Kupang (Antara NTT) - Warga Desa Bipolo di Kecamatan Sulamu, Kabupaten Kupang, Nusa Tenggara Timur secara swadaya membangun sembilan ruangan kelas SMA Negeri 2 Sulamu untuk mendukung aktivitas belajar mengajar di sekolah tersebut.

"Semua biaya pembangunan terkumpul secara patungan dari masyarakat mencapai Rp250 juta, kemudian kami bangun secara gotong royong selama 50 hari," kata pendiri Sekolah SMA Negeri Sulamu Melkius Lasena saat dihubungi Antara dari Kupang, Sabtu.

Ia menjelaskan, aktivitas belajar mengajar di SMA Negeri 2 Sulamu dalam dua tahun pertama sejak beroperasi pada 2015 masih memanfaatkan ruangan kelas SMP Negeri 5 setempat.

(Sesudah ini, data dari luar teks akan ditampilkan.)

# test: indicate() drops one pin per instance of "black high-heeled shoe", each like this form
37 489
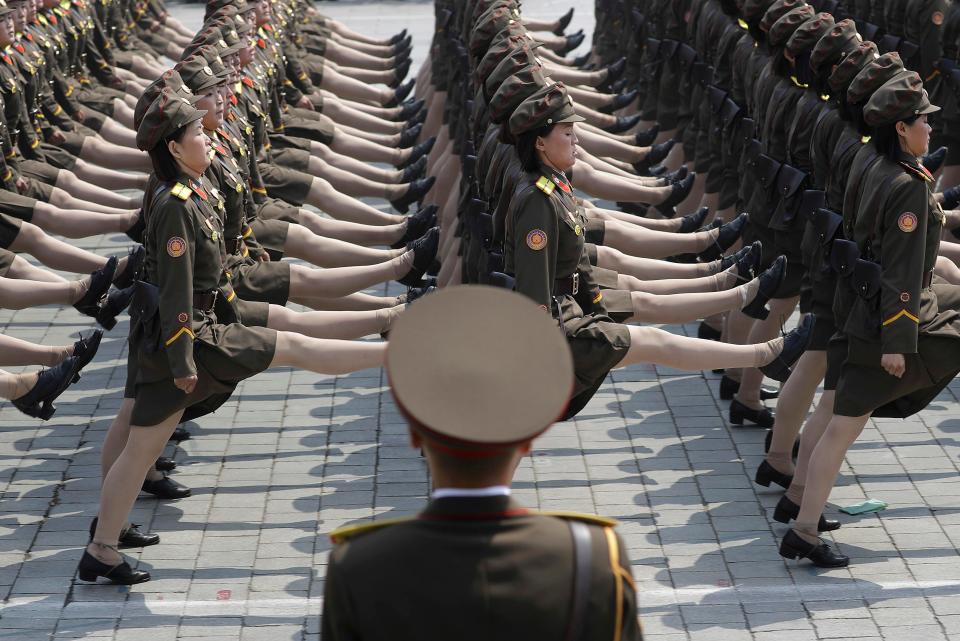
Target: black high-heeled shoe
401 71
746 259
614 71
117 301
91 569
165 464
729 387
708 333
100 281
400 94
726 237
563 22
648 137
414 171
409 136
794 344
573 41
419 151
620 101
132 269
623 123
51 383
418 224
678 193
411 108
740 413
415 193
131 537
820 554
166 488
787 511
767 474
692 222
655 156
425 251
768 441
86 348
770 282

"Ada lima rombongan belajar untuk kelas 1 dan 2 yang dititipkan di SMPN 5 itu tapi itu juga kondisinya masih darurat," katanya.

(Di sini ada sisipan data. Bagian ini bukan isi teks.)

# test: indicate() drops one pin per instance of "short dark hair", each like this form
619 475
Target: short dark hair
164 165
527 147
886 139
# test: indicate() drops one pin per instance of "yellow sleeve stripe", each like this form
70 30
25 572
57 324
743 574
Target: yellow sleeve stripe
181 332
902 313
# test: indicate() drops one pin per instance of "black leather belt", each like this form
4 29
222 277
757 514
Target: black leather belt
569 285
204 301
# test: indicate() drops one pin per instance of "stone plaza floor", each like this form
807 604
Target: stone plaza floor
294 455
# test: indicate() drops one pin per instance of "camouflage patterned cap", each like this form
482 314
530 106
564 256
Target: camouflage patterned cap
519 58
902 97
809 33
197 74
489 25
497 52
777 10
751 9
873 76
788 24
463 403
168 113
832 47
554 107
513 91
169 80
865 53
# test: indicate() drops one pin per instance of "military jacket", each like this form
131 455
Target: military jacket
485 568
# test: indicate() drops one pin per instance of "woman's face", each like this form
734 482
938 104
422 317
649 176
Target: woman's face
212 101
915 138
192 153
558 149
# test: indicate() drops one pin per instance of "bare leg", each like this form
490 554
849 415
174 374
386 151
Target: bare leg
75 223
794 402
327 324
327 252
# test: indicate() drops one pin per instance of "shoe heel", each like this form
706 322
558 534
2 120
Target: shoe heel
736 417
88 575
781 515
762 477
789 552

Namun kondisi itu berdampak pada banyak jam belajar siswa tersita atau dikorbankan akibat keterbatasan sarana ruangan kelas."Ini membuat masyarakat prihatin dan berupaya agar kondisi itu tidak boleh terjadi," katanya.

Selanjutnya, kata Melkius, masyarakat Desa Bipolo didukung warga dari desa-desa sekitarnya sepakat bersama untuk membangun sembilan ruangan kelas baru di atas lahan yang telah dihibakan warga setempat.

"Masyarakat secara bahu-membahu mengerjakannya selama 50 hari terhitung dari 12 Mei sampai sekitar 10 Juli 2017 dan sekarang penerimaan siswa baru sekitar tiga rombongan belajar juga sudah berjalan," katanya.

"Selain itu mendapat dukungan material dari pihak ketiga, sementara untuk peralatan pembangunan diusahakan dari warga sendiri," katanya.

Hasilnya, kata dia, sembilan ruangan sekolah telah berdiri dalam kondisi semipermanen berupa atap seng, lantai dari urukan tanah, dengan dinding setengah tembok dari batako yang disambung bebak (pelepah palem hutan), dilengkapi pula fasilitas lain seperti kursi-meja, dan papan tulis.

Ia mengatakan, saat ini aktivitas sekolah sudah berjalan dengan jumlah peserta didik sebanyak 182 orang dan jumlah pengajar 21 orang dengan kapasitas yang berstatus PNS hanya satu orang yakni kepala sekolah.

Menurutnya, keberadaan sekolah sangat strategis membantu masyarakat setempat karena dapat langsung menampung para pelajar yang menamatkan pendidikan dari SMP setempat yang lebih dulu beroperasi sejak 2014.

"Karena kalau anak-anak sekolah yang tamat SMP di sini kemudian melanjutkan ke SMA Negeri 1 di Kecamatan Sulamu itu jaraknya sekitar 20-an km, kalau ke Oelamasi itu sekitar 15 km, transportasi juga jarang sehingga menyulitkan mereka melanjutkan pendidikan," katanya.

Lebih lanjut, Melkius mengatakan pembangunan sekolah itu belum memungkinkan jika hanya menunggu bantuan dari pemerintah mengingat adanya kebijakan baru terkait pengalihan wewenang SMA/SMK dari kabupaten ke provinsi.

"Kalau menunggu bantuan pemerintah sepertinya masih tidak menentu karena dihadapkan dengan urusan pengalihan sehingga warga secara swadaya lebih duluh membangunnya," katanya.

Ia berharap, seiring perjalanan sekolah itu ke depannya dapat diperkuat dengan bantuan-bantuan dari pemerintah setempat, baik untuk bangunan secara permanen maupun fasilitas pendukung lainnya.